Serial Killers are part of our Trembling With Fear line and are serialized stories which we’ll be publishing on an ongoing basis.

It’s Always Easier in the Dark

By Aristo Couvaras

 

1.Midnight March

 

It’s dark. It’s always easier in the dark…

 

The heels of Clyde’s dress shoes tipped and tapped along the walkway. Left, right, left, right. With the same steadfast pace he had always taken his steps with, well since as a toddler he had managed to master the practice of walking.

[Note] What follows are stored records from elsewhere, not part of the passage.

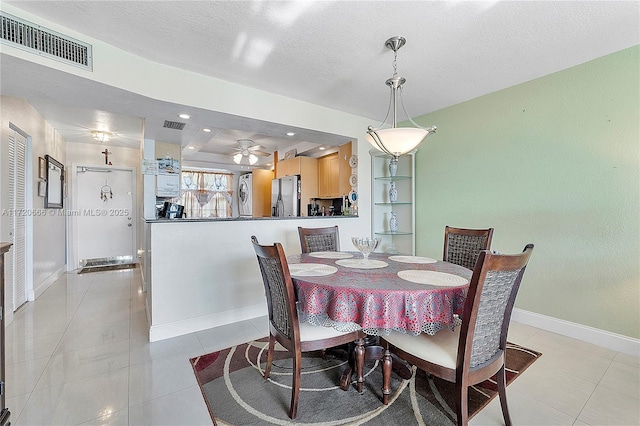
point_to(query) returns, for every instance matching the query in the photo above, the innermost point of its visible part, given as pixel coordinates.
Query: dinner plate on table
(441, 279)
(361, 263)
(330, 254)
(311, 269)
(412, 259)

Over cobbled stone, paving, white sandy beaches and polished, gleaming wooden floors, Clyde had made a habit of being a man noticed, and known for, the decided manner in which he walked.

He had learnt it from his father, not the practiced manner of his gait, but how not to walk. Clyde never walked with shuffling feet, never had his neck lowered, let alone bent, never slouched or kept his shoulders narrow. It was, he had learnt, unbecoming to dress as his father had done but still walk like a beggar or vagrant. So, he dressed as his father did but walked his own way, his own path.

With this well-to-do fashion, he marched down the steps of the court house and along the pavement, alone. And that was the way he liked it, he reveled in it, all the more so when there was no one to watch him. It meant that they had all gone to their cushy lives while he drove forward, burning midnight oil, lighting candles at both ends.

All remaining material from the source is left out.